Sorry that was a long tangent about another almost works scenario so let’s play around with an example that could work hypothetically. Let’s pretend that Wreck it Ralph is a musical. And say King Candy sang to his subjects about how he “built the perfect kingdom” or something like that. We think initially it’s just him being over the top theatrical but then when the twist is revealed we know he really did rebuild Sugar Rush to be his perfect kingdom so he could always be the favorite racer.
Okay it’s not a perfect example I’m just mostly trying to get the point across as I am not aware of a movie that pulls this kind of trick off well so there isn’t a good example to show. Regardless Hero just doesn’t work.
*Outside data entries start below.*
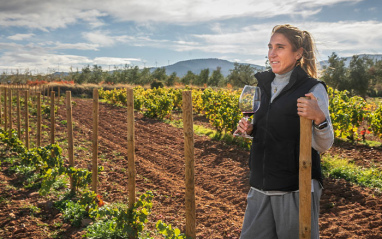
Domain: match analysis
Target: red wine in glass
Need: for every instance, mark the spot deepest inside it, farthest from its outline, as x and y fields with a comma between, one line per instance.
x=249, y=103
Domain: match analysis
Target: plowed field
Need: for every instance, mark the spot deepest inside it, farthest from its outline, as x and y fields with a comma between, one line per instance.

To your question about what Hero is supposed to be. From my understanding of the writing it was supposed to always be a heroic song. The writers said initially that the ending of volume 7 was supposed to be vague with no real right or wrong side and that it was supposed to be unclear. They also said that James’s writing in volume 8 was changed and made more intense mid 2020. This is notable because volume 7 finished airing early 2020 so they would realistically know what fans were thinking and whose side they were leaning towards. Hero would have long since been written at this point which is why it makes sense it started off genuinely as a heroic song and once the writers didn’t like how many people where siding with James so they changed his arc in volume 8, the fans scrambled to try and somehow justify this radical shift in characterization. 
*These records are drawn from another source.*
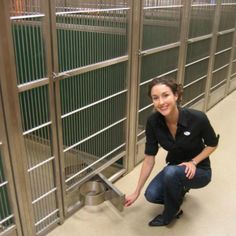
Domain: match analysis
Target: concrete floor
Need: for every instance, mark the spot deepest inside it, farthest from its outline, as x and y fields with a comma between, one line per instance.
x=207, y=212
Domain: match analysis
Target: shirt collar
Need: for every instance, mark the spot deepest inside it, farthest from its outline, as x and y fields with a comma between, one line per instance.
x=182, y=118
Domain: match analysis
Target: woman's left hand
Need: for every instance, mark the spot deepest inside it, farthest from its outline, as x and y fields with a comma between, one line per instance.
x=190, y=169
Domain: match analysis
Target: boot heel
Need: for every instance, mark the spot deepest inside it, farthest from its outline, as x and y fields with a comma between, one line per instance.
x=177, y=216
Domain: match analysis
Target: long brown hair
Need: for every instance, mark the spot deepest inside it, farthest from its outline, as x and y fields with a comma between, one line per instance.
x=171, y=83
Maybe it would be less frustrating and I could roll with the double meaning theory about Hero if James’s arc in volume 8 was actually a well done fallen hero arc but it wasn’t. It was a rush job to try and make the mains look better that turned into an extremely ableist and harmful arc that butchered a well written character to prop up their poorly written mains.
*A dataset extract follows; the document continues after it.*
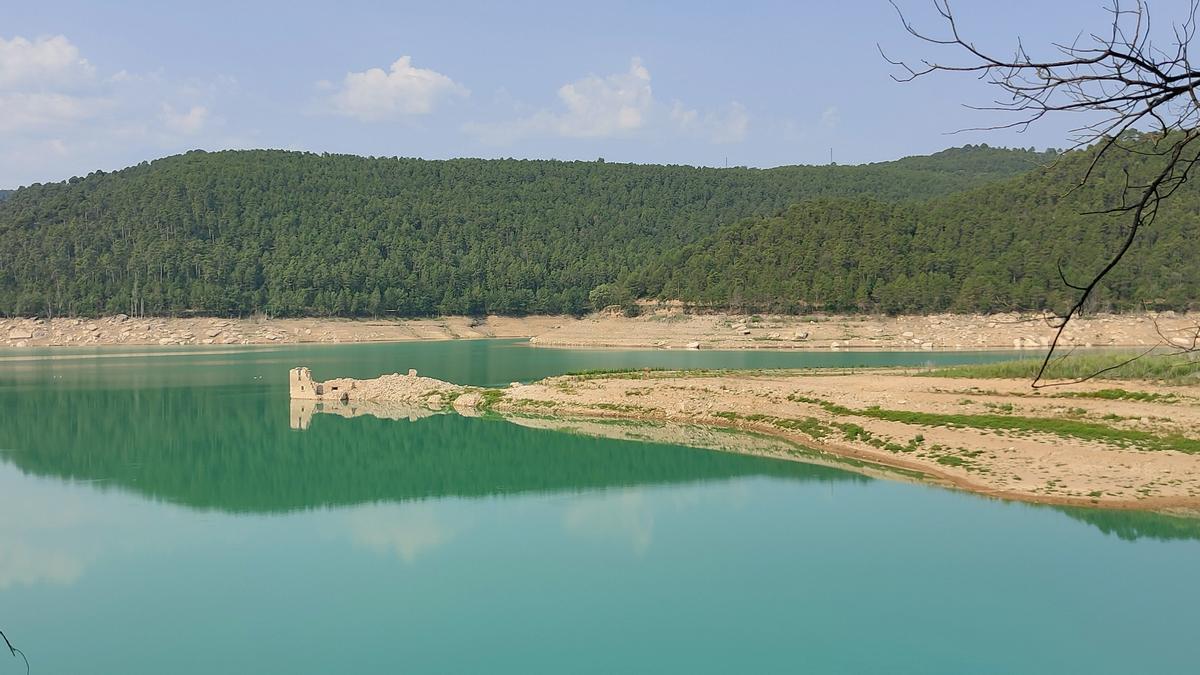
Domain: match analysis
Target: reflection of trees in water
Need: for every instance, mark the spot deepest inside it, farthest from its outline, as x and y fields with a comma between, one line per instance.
x=233, y=451
x=1137, y=525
But really even in a better written show their just isn’t any lines with actual double meanings that work for a fallen hero arc. Some people argue:
There’s no sacrifice that I won’t make
Is supposed to be about James’s willingness to sacrifice Mantle to stop Salem but….at the end of the gravity fight we see James willingly sacrifice his other arm to stop Watts. We see the payoff from that line immediately after the song ends with James literally searing the flesh off of his own arm.
Another section I see used sometimes is
I will fight
For you no matter how I am despised
Portrayed as cruel and heartless, I am might
I am power, I'm due process, I will smite
Our enemies destroy
Mettle I'll deploy
But generally it’s parts taking out of context to the narrative these lines are painting. I’ve seen people argue the part:
I am might
I am power, I'm due process, I will smite
Our enemies destroy
Mettle I'll deploy
Is James talking about enjoying destroying people ignoring again the context and the logical reading of some of the lines. The lines start off by talking about how he’ll fight for you, no matter how much people hate him and think he’s a monster. The line “I am power, I’m Due Process, I will smite” is likely a. Playing off of the name of James’s weapon (due process” and B. Trying to find a rhyme for “might”. But playing devil's advocate for a second here, even with the reading of James is ready to smite his enemies….saying he is ready to smite the seemingly endless army of soulless man eating monsters…well I struggle to see it as pure evil given said soulless nature of man eating monsters driven to destroy humanity. 
I also see people argue that “Our enemies destroy” is James thinking he would destroy his enemies which doesn’t make sense with how that line is, to me it reads as “our enemies destroy everything important to us” and the next line “Mettle I’ll deploy” is in response to their enemies destroying. 
Sorry this ask got insanely long I just had a lot to say hehe.